Raul Brandão (1867-1930) |
Manoel de Oliveira regressa à paixão do teatro através de um grande filme: O Gebo e a Sombra adapta a peça homónima de Raul Brandão — este texto foi publicado no Diário de Notícias (11 Outubro), com o título 'Fantasmas e um profundo humor'.
[ 1 ]
Num axioma que se tornou lendário (enunciado numa conversa gravada a 31 de Agosto de 1981, para o catálogo de uma retrospectiva na Cinemateca Portuguesa), Manoel de Oliveira proclamou... a inexistência do cinema: “Tudo repousa sobre formas teatrais. Eu repito que, de facto, o cinema não existe. Penso mesmo que é saudável partirmos deste princípio.” Daí a conclusão que correu mundo: “O cinema existe como processo audiovisual de fixação; o cinema fixa o teatro.”
Mais de trinta anos passados sobre estas saborosas palavras (e mais de oitenta anos decorridos sobre o início da carreira de Oliveira, com Douro, Faia Fluvial, em 1931), sentimo-las como uma das bases de um enérgico e fascinante princípio de encenação. Não uma base exclusivamente teórica ou banalmente prática. Antes uma crença. Em quê? No facto de o poder do cinema não se enraizar em nenhum efeito de “reprodução”, porque filmar é passar, desde logo, para o mundo dos fantasmas.
O Gebo e a Sombra é mais um capítulo, sem dúvida dos mais prodigiosos, dessa arte de filmar tudo aquilo que, pelo simples facto de ser filmado, se vai libertando da condição material da sua origem. Não por acaso, Oliveira reencontra no texto de Raul Brandão os elementos necessários e suficientes para expor, uma vez mais, num misto de mágoa e profundo humor, as ilusões da condição humana. E também esse assombramento sem nome que nos faz desejar o Bem e conviver com o Mal.
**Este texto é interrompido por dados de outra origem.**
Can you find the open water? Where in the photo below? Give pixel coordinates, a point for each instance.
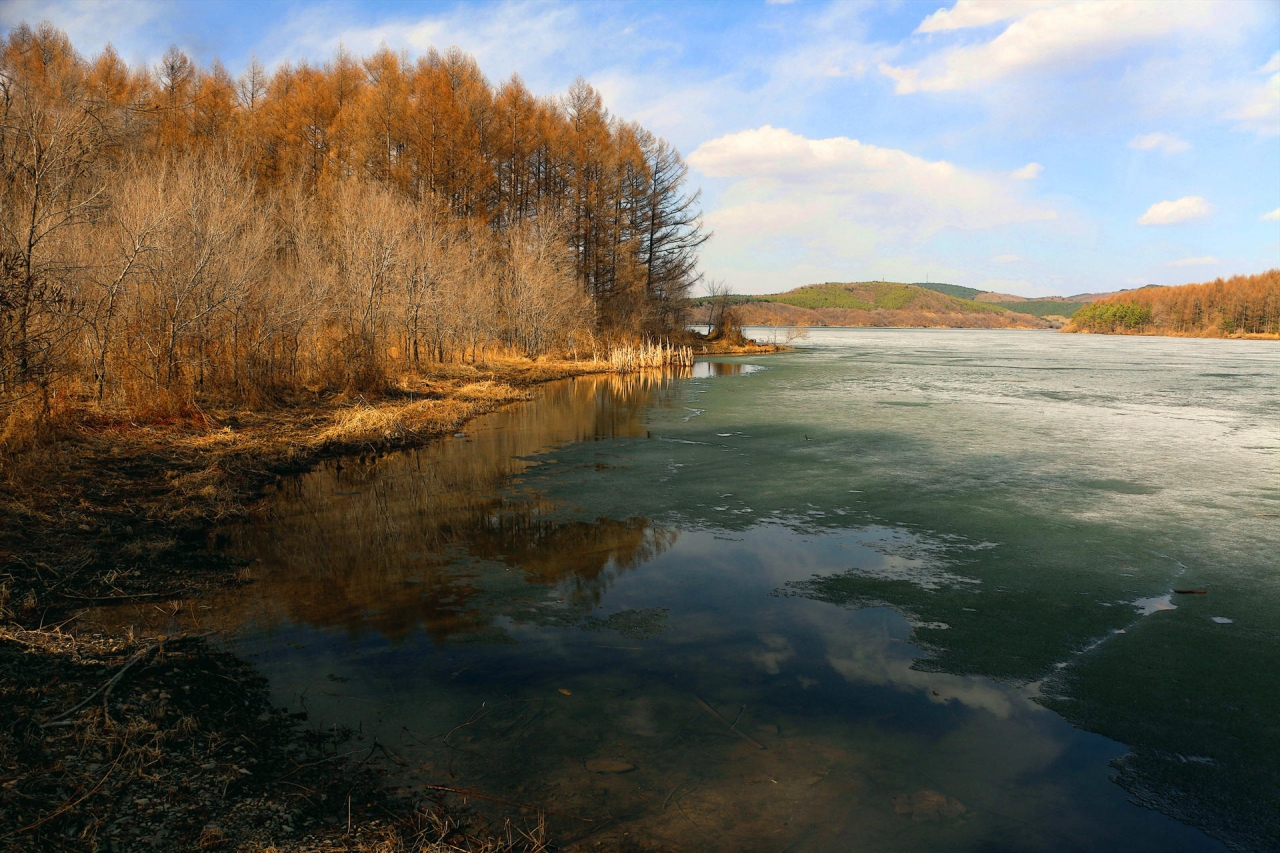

Nesta perspectiva, este é um filme de calculado didactismo: aplica o cinema com a subtileza de uma parábola do século XIX, convocando o espectador para os sobressaltos da moral e os labirintos da deambulação filosófica. Filme primitivo, então? Sem dúvida: olhamos à nossa volta e não há nada que se pareça com a sua paradoxal modernidade.